The petitioner's principal concern, however, is to prove that the income in question is not within the portion of its income which goes to measure the 1918 rates; and hence, instead of proving literally, as it seeks to do, that this income was not "derived" from Government contracts, - a matter, as we have seen, which concerns only the question of whether a corporation is within the subdivision at all, - it must prove that the income in question is not subject to "the rates specified in subdivision (a)" because it is not "attributable to such Government contract or contracts." This it seeks to do by an argument that the so-called cancellation agreements were complete new contracts made after the Armistice and superseded the supply contracts, and that, since the amounts received were in fulfillment of the cancellation agreements, they can not be attributed to the statutory war contracts. It cites authority*2002 that the two contracts are separate and distinct and that disputes under a cancellation contract are determinable by reference to the new contract and not the one superseded.
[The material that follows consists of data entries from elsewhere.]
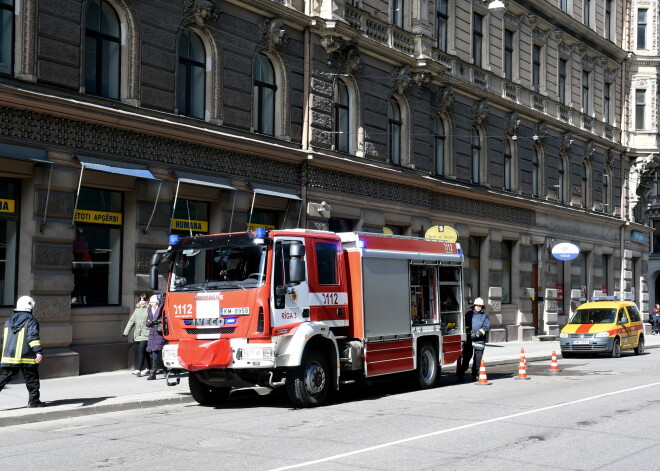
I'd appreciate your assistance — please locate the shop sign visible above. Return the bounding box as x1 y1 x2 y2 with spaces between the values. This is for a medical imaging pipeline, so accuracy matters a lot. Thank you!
0 200 16 213
630 231 646 244
248 223 275 231
172 219 209 232
424 226 458 244
552 242 580 261
74 209 122 226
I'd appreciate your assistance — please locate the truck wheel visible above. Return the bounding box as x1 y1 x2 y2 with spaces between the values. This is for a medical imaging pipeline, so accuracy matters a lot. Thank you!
286 351 330 408
417 343 439 389
188 371 231 406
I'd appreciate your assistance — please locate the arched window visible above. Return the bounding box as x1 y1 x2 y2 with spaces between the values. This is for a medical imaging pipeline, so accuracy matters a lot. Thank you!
433 116 447 175
333 79 351 152
557 156 567 203
85 0 121 100
388 98 403 165
470 127 482 183
176 29 206 119
503 139 513 191
0 0 14 74
254 54 277 136
532 146 541 197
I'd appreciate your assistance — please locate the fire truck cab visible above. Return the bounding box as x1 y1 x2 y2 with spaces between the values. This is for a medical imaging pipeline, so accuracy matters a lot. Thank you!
151 229 464 407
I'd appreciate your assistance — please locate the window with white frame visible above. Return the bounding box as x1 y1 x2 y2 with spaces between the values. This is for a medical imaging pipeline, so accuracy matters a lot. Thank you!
333 79 351 152
635 89 646 129
603 0 614 40
435 0 449 52
472 11 484 67
502 138 513 191
177 29 206 119
391 0 404 28
557 58 568 105
582 70 591 114
557 155 568 203
504 29 516 81
532 146 541 197
582 0 594 28
254 54 277 136
388 98 403 165
0 0 14 75
433 116 447 175
84 0 121 100
470 126 483 183
603 82 612 124
637 8 649 49
532 44 543 92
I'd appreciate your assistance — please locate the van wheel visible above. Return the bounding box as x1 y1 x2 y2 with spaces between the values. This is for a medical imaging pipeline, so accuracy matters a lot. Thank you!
417 343 440 389
286 350 330 408
188 371 231 406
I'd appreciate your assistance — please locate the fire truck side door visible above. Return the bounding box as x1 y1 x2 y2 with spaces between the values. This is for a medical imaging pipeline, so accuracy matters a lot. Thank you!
271 237 309 327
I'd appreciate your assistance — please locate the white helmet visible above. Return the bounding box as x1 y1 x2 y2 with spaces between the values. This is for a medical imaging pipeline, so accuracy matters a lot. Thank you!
14 296 35 312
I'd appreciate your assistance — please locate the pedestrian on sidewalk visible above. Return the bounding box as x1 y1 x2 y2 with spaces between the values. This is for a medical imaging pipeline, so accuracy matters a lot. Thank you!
124 294 150 376
147 294 165 379
649 304 660 335
456 298 490 381
0 296 44 407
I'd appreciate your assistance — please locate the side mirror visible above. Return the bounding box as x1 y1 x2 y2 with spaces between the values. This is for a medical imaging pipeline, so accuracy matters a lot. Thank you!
289 258 305 285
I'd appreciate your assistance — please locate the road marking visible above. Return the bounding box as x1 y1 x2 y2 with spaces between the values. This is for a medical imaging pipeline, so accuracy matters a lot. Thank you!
270 382 660 471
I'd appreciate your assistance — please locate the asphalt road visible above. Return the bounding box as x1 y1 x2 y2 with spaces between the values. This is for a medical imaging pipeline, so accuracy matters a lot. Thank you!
0 350 660 471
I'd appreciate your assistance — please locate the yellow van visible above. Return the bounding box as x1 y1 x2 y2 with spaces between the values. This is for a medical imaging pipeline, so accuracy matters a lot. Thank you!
559 299 644 358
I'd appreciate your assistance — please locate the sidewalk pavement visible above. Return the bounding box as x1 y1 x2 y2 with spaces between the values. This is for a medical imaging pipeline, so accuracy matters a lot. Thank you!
0 335 660 428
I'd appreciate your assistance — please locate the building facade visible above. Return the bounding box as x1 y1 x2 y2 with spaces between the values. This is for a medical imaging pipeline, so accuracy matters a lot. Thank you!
0 0 657 375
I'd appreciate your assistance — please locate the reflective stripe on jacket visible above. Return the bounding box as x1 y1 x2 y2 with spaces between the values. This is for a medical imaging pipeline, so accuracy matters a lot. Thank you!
0 311 41 367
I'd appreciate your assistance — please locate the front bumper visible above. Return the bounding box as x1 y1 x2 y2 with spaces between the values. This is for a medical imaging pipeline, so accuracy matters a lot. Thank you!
559 337 614 353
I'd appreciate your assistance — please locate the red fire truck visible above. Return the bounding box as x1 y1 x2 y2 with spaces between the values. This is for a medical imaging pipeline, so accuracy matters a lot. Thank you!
150 229 464 407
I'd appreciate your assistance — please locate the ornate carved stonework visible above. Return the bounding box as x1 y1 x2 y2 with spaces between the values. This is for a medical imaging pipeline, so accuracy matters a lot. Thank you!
392 65 413 95
185 0 220 26
259 18 289 51
583 141 596 162
559 132 573 154
0 107 300 187
432 87 454 115
504 111 520 136
534 121 548 144
473 100 490 126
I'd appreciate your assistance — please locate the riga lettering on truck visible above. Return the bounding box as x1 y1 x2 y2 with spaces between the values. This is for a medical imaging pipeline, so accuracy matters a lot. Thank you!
150 229 465 408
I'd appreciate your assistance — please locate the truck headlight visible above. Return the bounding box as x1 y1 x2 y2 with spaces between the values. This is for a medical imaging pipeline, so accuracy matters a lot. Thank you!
236 347 275 361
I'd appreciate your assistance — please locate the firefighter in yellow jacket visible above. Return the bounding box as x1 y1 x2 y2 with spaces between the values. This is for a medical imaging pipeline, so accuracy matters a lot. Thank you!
0 296 44 407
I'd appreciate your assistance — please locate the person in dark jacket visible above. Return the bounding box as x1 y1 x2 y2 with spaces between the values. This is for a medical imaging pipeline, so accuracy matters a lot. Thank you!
147 294 165 379
456 298 490 381
0 296 44 407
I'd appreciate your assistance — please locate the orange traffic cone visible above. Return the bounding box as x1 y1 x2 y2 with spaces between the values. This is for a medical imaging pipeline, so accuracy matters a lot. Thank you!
549 350 559 373
515 348 529 379
475 360 492 386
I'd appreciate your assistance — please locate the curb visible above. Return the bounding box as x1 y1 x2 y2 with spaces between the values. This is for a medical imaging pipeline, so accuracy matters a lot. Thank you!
0 396 196 428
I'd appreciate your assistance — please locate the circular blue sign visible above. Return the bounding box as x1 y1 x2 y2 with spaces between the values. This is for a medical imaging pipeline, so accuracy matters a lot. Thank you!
552 242 580 260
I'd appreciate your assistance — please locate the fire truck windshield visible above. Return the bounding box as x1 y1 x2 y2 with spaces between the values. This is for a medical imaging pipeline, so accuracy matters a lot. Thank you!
170 245 267 291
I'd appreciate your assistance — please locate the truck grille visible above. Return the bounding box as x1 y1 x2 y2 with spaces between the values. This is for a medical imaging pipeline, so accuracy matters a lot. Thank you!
186 327 236 335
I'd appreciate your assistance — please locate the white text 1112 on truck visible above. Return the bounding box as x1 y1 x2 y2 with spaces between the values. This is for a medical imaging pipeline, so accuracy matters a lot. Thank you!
150 228 464 407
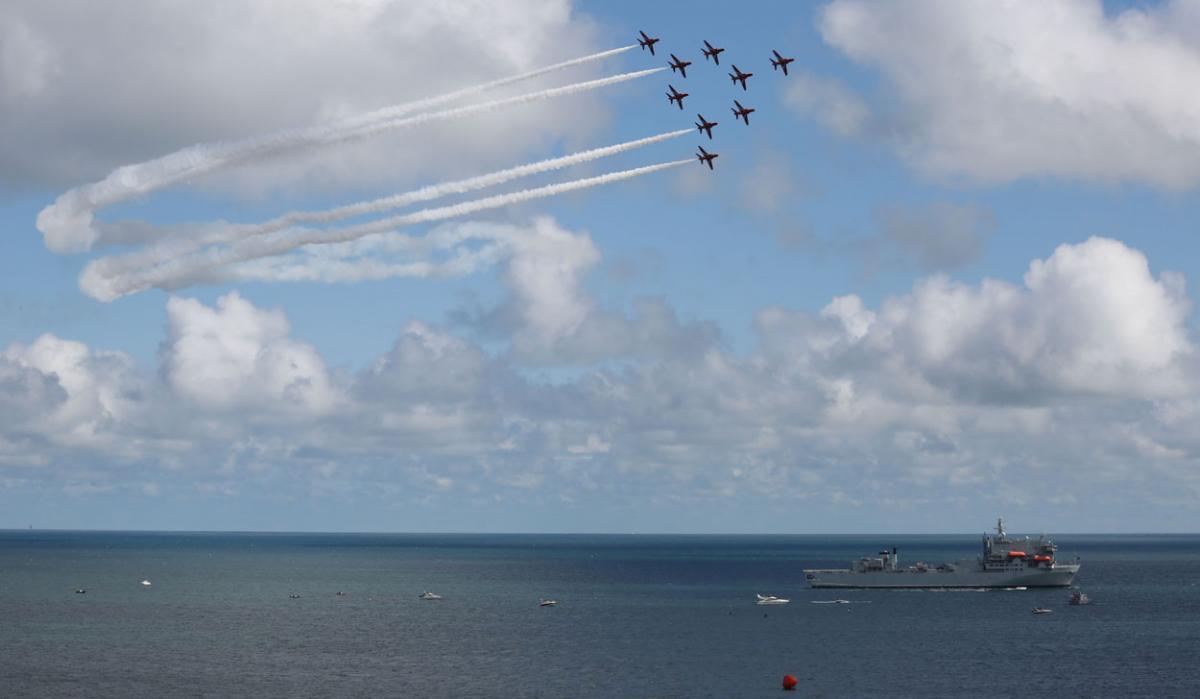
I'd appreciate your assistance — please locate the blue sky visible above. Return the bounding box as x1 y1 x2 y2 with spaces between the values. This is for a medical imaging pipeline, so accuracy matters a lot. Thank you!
0 0 1200 532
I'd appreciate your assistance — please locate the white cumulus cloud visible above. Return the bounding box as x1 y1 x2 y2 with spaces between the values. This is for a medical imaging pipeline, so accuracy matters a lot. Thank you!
825 0 1200 189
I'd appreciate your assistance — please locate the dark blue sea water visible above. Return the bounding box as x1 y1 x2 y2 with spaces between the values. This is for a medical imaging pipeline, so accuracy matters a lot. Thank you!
0 531 1200 698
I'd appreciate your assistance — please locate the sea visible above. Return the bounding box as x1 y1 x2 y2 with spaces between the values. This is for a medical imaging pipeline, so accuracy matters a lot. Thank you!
0 531 1200 698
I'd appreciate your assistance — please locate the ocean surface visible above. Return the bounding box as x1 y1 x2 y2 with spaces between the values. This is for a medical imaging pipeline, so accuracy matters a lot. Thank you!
0 531 1200 698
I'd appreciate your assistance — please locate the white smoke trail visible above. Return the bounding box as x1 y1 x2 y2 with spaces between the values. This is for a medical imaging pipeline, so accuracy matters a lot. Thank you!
88 129 691 276
37 56 666 252
338 43 637 133
79 160 691 301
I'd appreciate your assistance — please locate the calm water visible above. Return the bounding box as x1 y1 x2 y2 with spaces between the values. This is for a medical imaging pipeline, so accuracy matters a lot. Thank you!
0 531 1200 698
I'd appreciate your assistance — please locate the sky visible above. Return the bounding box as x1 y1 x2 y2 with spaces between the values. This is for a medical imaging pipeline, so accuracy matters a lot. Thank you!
0 0 1200 533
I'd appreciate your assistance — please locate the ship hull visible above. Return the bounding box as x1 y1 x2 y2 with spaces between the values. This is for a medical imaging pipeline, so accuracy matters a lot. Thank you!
804 564 1079 590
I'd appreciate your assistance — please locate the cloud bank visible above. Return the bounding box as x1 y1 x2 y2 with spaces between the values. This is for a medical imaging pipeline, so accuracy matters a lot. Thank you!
0 230 1200 530
816 0 1200 190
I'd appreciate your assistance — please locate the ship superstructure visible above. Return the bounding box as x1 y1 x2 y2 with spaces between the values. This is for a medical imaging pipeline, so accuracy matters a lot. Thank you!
804 519 1079 587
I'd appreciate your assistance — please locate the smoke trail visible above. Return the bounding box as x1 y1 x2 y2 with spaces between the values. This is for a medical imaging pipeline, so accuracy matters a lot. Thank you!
338 43 637 127
97 129 691 276
37 62 666 252
79 160 691 301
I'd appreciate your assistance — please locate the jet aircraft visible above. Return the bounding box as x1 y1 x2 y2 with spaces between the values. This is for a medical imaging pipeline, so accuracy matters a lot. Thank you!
700 41 725 65
696 114 716 141
770 49 796 76
730 66 754 90
667 85 688 109
667 54 691 78
637 30 659 55
730 100 757 126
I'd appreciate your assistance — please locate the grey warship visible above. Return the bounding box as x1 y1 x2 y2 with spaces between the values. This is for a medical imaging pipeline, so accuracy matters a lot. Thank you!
804 519 1080 589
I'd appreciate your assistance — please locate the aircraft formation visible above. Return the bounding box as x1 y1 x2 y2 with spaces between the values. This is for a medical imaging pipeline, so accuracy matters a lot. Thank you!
637 31 796 175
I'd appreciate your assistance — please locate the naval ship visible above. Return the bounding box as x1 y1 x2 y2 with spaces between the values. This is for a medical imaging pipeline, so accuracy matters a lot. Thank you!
804 519 1079 589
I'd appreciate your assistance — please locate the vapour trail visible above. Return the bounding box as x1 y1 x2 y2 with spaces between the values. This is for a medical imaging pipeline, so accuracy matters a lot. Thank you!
340 43 637 133
97 129 691 276
79 159 691 301
37 59 666 252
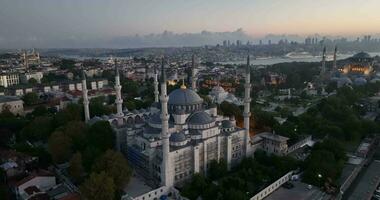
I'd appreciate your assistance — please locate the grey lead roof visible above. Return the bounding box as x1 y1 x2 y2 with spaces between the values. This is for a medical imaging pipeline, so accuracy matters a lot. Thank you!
188 111 214 124
168 88 203 105
169 132 186 142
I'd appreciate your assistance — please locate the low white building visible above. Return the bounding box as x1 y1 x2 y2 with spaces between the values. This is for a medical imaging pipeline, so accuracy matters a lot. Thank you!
12 171 57 200
208 85 243 106
20 72 44 83
0 74 20 88
0 96 24 115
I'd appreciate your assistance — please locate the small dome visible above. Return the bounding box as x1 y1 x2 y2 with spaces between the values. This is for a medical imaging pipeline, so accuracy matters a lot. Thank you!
188 111 214 125
222 120 234 128
352 51 371 59
149 113 161 124
169 132 186 142
168 88 203 105
370 78 380 83
354 77 367 85
339 77 352 84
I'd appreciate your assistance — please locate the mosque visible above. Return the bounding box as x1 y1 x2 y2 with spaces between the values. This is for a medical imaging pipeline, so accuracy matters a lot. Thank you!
319 47 380 88
82 57 287 191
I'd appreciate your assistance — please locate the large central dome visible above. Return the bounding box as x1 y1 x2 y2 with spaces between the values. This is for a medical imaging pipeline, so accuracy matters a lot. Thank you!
168 87 203 114
168 88 203 106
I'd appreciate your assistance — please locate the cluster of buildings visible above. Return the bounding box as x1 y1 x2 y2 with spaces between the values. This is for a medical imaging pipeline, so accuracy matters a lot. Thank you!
0 149 80 200
78 55 312 200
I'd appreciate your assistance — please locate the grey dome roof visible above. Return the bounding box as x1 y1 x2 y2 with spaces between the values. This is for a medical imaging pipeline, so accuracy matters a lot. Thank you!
169 132 186 142
352 51 371 58
188 111 214 124
354 77 367 85
222 120 234 128
168 88 203 105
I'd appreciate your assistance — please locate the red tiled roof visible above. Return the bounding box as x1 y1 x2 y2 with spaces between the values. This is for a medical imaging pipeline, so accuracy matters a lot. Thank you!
59 193 80 200
24 185 41 195
13 169 54 187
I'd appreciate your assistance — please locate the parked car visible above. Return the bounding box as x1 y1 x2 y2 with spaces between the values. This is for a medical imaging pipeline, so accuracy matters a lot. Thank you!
282 182 294 189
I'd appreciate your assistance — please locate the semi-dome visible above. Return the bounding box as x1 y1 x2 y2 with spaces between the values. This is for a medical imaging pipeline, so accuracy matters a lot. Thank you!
188 111 214 125
222 120 234 128
354 77 367 85
352 51 371 59
168 88 203 106
169 132 186 142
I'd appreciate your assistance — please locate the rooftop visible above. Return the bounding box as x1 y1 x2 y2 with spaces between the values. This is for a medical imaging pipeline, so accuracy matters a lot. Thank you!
348 160 380 200
0 96 21 103
260 132 289 142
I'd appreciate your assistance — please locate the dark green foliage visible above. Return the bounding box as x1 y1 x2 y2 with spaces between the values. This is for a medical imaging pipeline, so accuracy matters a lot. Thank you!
22 92 40 106
268 62 320 89
86 121 115 152
181 151 300 200
92 150 132 189
54 104 83 127
20 116 54 141
303 139 346 186
89 96 113 117
14 143 52 169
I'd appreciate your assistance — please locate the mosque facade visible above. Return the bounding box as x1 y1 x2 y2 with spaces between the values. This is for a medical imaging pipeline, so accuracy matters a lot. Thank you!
83 57 282 187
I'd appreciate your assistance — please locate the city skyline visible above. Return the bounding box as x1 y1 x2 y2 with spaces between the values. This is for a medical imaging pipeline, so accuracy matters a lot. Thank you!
0 0 380 48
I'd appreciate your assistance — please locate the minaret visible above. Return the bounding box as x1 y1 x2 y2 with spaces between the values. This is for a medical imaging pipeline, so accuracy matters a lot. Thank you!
114 59 123 116
321 47 326 76
243 56 251 156
191 54 197 91
333 46 338 71
82 70 90 122
160 59 174 187
153 67 159 103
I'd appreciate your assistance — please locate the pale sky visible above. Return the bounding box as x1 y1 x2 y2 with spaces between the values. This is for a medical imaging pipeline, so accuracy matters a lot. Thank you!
0 0 380 48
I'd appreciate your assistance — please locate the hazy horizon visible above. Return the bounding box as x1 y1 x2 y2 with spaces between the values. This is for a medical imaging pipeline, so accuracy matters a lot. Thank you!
0 0 380 48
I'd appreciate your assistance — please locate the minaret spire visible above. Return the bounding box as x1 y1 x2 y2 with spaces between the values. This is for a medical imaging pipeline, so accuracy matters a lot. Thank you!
191 54 197 91
321 47 326 76
243 55 251 156
82 70 90 122
153 67 159 103
160 58 173 187
333 45 338 71
113 59 123 116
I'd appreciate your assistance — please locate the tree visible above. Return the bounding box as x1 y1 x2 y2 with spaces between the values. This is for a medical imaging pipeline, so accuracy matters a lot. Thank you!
87 121 115 152
28 78 38 85
48 131 72 164
21 116 54 141
93 150 132 188
80 172 115 200
22 92 40 106
32 105 48 116
62 121 87 151
89 96 112 117
54 104 83 127
69 152 84 181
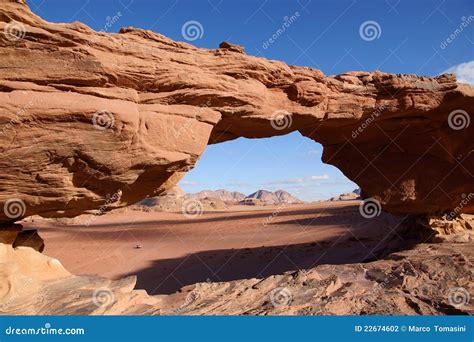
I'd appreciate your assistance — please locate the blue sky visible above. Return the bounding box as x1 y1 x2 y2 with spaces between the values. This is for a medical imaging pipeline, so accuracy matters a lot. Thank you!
28 0 474 200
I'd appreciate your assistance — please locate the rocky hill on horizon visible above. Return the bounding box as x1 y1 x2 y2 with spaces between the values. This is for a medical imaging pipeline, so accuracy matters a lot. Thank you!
187 189 304 205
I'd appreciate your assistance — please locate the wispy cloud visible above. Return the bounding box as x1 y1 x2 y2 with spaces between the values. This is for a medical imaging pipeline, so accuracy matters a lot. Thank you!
265 174 329 185
443 61 474 84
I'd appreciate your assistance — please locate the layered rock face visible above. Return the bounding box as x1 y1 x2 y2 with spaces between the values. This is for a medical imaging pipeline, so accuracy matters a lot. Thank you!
0 0 474 223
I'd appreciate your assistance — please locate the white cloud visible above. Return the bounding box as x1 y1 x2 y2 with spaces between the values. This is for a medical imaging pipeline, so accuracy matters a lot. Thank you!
266 174 329 185
443 61 474 85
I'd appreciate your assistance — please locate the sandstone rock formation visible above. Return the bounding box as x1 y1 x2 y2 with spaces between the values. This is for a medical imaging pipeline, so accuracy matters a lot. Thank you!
0 243 474 315
0 243 159 315
189 189 245 203
0 0 474 223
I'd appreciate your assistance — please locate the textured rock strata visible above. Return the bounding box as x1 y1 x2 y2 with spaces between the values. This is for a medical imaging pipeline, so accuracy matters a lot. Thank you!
0 243 474 315
0 0 474 223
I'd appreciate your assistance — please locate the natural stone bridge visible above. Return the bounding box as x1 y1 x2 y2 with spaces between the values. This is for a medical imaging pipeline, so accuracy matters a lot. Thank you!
0 0 474 224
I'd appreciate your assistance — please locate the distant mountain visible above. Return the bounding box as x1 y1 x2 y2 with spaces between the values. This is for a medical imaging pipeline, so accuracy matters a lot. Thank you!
329 189 361 201
188 189 245 203
245 190 303 204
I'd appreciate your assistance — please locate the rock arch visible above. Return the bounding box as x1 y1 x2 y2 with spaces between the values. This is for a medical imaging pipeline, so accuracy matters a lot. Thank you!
0 0 474 223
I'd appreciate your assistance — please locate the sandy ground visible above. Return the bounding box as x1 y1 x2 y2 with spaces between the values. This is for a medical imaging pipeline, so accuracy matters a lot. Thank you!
25 201 408 294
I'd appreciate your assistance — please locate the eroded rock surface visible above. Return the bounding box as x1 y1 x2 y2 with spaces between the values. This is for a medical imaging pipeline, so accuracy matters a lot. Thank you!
162 244 474 315
0 0 474 223
0 243 474 315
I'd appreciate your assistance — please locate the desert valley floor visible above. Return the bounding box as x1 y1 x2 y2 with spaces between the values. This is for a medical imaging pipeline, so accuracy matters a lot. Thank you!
25 201 414 294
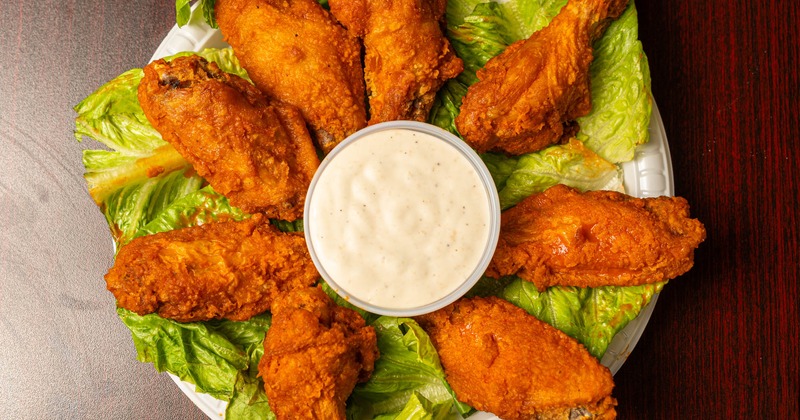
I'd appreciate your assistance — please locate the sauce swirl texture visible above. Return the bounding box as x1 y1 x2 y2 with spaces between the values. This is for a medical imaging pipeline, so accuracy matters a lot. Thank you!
305 123 499 314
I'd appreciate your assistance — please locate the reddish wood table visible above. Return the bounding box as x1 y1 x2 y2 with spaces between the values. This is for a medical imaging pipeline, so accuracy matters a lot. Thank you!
0 0 800 419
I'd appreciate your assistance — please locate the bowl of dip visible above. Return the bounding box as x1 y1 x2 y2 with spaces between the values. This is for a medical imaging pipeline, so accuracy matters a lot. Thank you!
303 121 500 316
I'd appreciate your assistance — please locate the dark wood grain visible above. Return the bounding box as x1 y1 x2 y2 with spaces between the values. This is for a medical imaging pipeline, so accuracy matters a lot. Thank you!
0 0 800 419
616 0 800 419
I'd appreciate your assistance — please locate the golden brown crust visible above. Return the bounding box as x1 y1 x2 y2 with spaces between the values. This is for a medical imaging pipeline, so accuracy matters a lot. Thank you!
329 0 464 124
456 0 627 155
105 214 319 322
215 0 366 153
417 297 616 420
139 55 319 220
258 287 378 419
487 185 706 289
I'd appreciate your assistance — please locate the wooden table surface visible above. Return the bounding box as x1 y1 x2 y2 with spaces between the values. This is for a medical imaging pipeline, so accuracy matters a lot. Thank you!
0 0 800 419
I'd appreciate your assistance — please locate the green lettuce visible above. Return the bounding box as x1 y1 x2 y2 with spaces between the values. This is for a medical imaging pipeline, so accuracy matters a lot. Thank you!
175 0 219 28
117 308 269 401
429 0 652 202
481 140 623 209
74 49 247 247
347 316 471 419
135 186 248 237
501 279 666 359
578 3 653 163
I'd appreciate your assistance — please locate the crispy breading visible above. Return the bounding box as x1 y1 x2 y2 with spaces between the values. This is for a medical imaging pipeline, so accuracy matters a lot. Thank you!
487 185 706 290
456 0 628 155
417 297 616 420
258 287 378 419
139 55 319 220
329 0 464 124
215 0 367 153
105 214 319 322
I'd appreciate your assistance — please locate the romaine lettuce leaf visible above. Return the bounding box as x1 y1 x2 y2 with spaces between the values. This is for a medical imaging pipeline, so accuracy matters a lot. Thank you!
175 0 218 28
502 279 666 359
578 3 653 163
429 0 651 203
374 392 461 420
117 308 257 401
75 49 247 247
348 316 471 419
135 186 248 237
481 140 622 209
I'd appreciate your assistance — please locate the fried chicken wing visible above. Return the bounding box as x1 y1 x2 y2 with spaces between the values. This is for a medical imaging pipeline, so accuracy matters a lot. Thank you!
487 185 706 289
105 214 319 322
456 0 628 155
139 55 319 221
417 297 616 420
258 287 378 420
329 0 464 124
216 0 367 153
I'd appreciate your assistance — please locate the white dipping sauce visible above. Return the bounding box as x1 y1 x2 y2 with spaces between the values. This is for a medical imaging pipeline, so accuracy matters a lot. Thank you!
305 129 493 309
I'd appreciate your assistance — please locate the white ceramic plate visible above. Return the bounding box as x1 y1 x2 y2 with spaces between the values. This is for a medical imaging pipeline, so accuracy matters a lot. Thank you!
151 7 674 420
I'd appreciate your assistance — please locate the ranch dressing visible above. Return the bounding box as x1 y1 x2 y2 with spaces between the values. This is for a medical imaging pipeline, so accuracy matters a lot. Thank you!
306 129 492 309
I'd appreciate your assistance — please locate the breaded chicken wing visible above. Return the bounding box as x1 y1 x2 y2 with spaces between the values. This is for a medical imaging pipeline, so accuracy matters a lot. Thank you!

The argument is in our opinion too superficial to dispose of the merits of the question. It leaves out of consideration the outstanding intendment of the statute to impose 1918 rates upon income from war contracts irrespective of the year of receipt, and imputes to the legislation a difference in tax measured by the adventitious circumstance of the time and form of settlement. It is not to be supposed that Congress would impose high taxes upon those who received settlement later under the Dent Act and low taxes on those who were fortunate enough to negotiate an early agreement of settlement.
Furthermore, we are of opinion that not only is the Commissioner acting within the intendment of the Act but also within its letter. The original contracts were alone the cause of petitioner's receipt of the income. Without them there would have been no settlement, no subsequent agreement, no award, or no payment. From them the Government derived some of its supplies and its obligation to compensate, and the petitioner*2003 derived its compensation both for *70 the supplies furnished and for the situation confronting it by reason of the Armistice. The cancellation agreement only expedited and regulated the settlement of this compensation. When it was received or accrued it was directly attributable to the Government contracts made before November 11, 1918.
Judgment will be entered for the Commissioner.